HD 80194

Observation data Epoch J2000 Equinox ICRS
- Constellation: Chamaeleon
- Right ascension: 09^{h} 12^{m} 12.3671^{s}
- Declination: −76° 39′ 46.9007″
- Apparent magnitude (V): 6.12±0.01

Characteristics
- Evolutionary stage: Horizontal branch
- Spectral type: K1 III
- U−B color index: +0.99
- B−V color index: +1.09

Astrometry
- Radial velocity (R_{v}): 0.9±0.4 km/s
- Proper motion (μ): RA: +39.844 mas/yr Dec.: −43.834 mas/yr
- Parallax (π): 9.2743±0.02 mas
- Distance: 351.7 ± 0.8 ly (107.8 ± 0.2 pc)
- Absolute magnitude (M_{V}): +0.75

Details
- Mass: 1.15 M_{☉}
- Radius: 9.82 R_{☉}
- Luminosity: 47±2 L_{☉}
- Surface gravity (log g): 2.43 cgs
- Temperature: 4,798±122 K
- Metallicity [Fe/H]: −0.09 dex
- Rotational velocity (v sin i): <1 km/s
- Other designations: 12 G. Chamaeleontis, CD−76°416, CPD−76°574, FK5 2735, GC 12766, HD 80194, HIP 45166, HR 3695, SAO 256594

Database references
- SIMBAD: data

= HD 80194 =

Star in the constellation of Chamaeleon

HD 80194 (HR 3695) is a solitary star in the southern circumpolar constellation Chamaeleon. It has an apparent magnitude of 6.12, allowing it to be faintly seen with the naked eye. Parallax measurements place the object at a distance of 351 light years and is currently receding with a poorly constrained radial velocity of 0.9 km/s.

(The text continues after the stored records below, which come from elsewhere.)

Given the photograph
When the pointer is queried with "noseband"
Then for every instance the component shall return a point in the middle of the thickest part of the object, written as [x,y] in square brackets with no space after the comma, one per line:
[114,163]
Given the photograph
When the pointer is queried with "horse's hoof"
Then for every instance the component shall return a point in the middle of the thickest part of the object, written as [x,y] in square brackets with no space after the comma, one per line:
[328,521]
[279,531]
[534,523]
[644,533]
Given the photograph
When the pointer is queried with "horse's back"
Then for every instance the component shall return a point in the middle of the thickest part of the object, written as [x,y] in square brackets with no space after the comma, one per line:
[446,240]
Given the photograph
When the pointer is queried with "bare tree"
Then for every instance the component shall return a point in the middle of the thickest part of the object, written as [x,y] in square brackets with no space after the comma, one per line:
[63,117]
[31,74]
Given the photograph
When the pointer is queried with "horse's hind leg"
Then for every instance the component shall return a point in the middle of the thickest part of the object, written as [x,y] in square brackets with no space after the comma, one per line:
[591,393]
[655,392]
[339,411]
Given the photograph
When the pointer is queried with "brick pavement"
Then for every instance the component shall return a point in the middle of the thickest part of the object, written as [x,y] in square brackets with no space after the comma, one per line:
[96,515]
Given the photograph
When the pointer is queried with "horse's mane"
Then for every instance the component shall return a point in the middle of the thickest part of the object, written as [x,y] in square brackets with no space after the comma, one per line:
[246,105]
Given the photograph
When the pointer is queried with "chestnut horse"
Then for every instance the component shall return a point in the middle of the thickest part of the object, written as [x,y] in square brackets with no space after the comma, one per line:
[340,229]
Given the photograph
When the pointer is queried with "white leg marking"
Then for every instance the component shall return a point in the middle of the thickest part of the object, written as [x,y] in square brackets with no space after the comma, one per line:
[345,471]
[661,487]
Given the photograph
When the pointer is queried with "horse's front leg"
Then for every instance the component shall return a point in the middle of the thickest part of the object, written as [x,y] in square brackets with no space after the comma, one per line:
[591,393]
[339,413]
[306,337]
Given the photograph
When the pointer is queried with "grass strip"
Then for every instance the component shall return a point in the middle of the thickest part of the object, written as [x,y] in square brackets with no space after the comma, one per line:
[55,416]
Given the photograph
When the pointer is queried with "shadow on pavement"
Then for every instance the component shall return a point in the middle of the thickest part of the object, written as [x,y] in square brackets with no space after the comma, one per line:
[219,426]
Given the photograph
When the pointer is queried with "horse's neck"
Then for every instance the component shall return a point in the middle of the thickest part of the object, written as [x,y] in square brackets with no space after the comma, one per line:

HD 80194 has a stellar classification of K1 III, indicating that it is a red giant that has exhausted its core hydrogen. It is thought to be a red clump star, on the cool end of the horizontal branch and fusing helium in its core. It has 115% the mass of the Sun but has expanded to 9.82 times its girth. It shines at 47 times the luminosity of the Sun from its photosphere at an effective temperature of 4798 K, giving it an orange glow. HD 80194 has an iron abundance 81% that of the Sun and spins slowly with a projected rotational velocity lower than 1 km/s.